Under the Hague Convention, the views of the child are taken into account. If the child strongly objects to being returned this may carry some weight with the court, depending on the childs age.
In practice, the best solution to child abduction is to ensure that the child is not wrongfully removed in the first place, but as a quick glance at newspaper stories and law reports on child abduction reveals, this is easier said than done.
Tanya Roberts, associate, Charles Russell
The development of embryonic stem cell research and its relationship with cloning has sparked great controversies, some of which have precipitated in challenges before courts.
In the UK, the National Pro-Life Alliance has tested the validity of the UK Governments long-held position that the primary legislation was sufficient in scope to encompass any proposed development of human cloning. However, the Government has acknowledged that the technique used in the creation of Dolly the Sheep, based on cell nuclear replacement (CNR), was different from the procedure as set out in the Human Fertilisation and Embryology Act 1990. The case brought before the English courts, which was subsequently settled in the House of Lords, focused on whether the process of CNR falls within the scope of the primary legislation.
In December 2001, the UK enacted the Human Reproductive Cloning Act 2001, which prohibits the placing in a woman of a human embryo which has been created otherwise than by fertilisation. However, experimental research on embryonic stem cells continues to be regulated by the UK Competent Authority.
In August this year, UK regulator the Human Fertilisation Embryology Authority (HFEA) gave permission to a team of clinical scientists at Newcastle University to study how to clone early human embryos efficiently and use them as a source of stem cells with the potential to develop into any type of medical treatment and to understand disease. The HFEA emphasised that the approval was conditional upon the work being carried out for research only.
Lincoln Tsang, partner, Arnold & Porter
Adoption is the legal and emotional acceptance into a family of a child not born to the parent(s).
An Adoption Order under the Adoption Act 1976 confers parental responsibility on adoptive parents and extinguishes parental responsibility vested in anyone else.

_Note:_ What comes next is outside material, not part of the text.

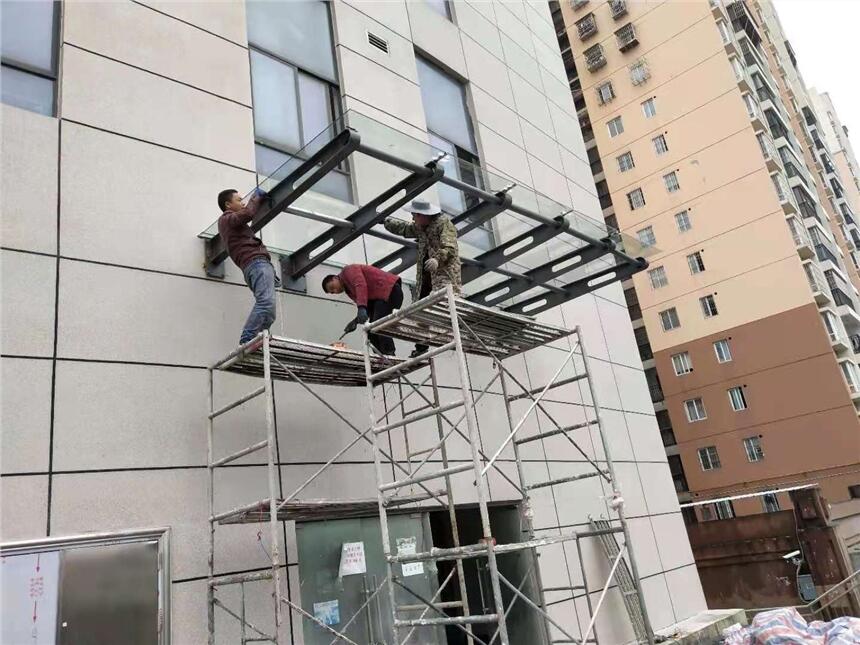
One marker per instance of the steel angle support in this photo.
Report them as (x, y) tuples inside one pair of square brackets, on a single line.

Usually, adoption is organised by adoption agencies set up by local authorities and some charities, eg Barnardos. It is their responsibility to put children with suitable adopters. This is done after extensive enquiries about the child, the natural parents, the extended family and prospective adopters. There are strict criteria. Normally, it is only possible to place a child if the natural parents have asked for adoption or the court has approved the plan in the course of care proceedings. After placement, the adopters apply to the court for an Adoption Order. There are stringent formal and jurisdictional requirements and the child is usually separately represented. An Adoption Order can be made only if the court is satisfied that adoption will promote the welfare of the child throughout its minority, and each parent, namely each person with parental responsibility, consents or that consent should be dispensed with by the court.
The new Adoption Act 2004 (not yet fully implemented) makes a childs welfare central. The act will make substantial changes and will require the court to consider the wishes of the child and of other relatives. It will expand the group of persons who can apply to include step-parents, unmarried couples and gay couples. It will make other significant changes, including the need to consider contact with the natural family post-adoption. Provision is made for information about the process to be disclosed later.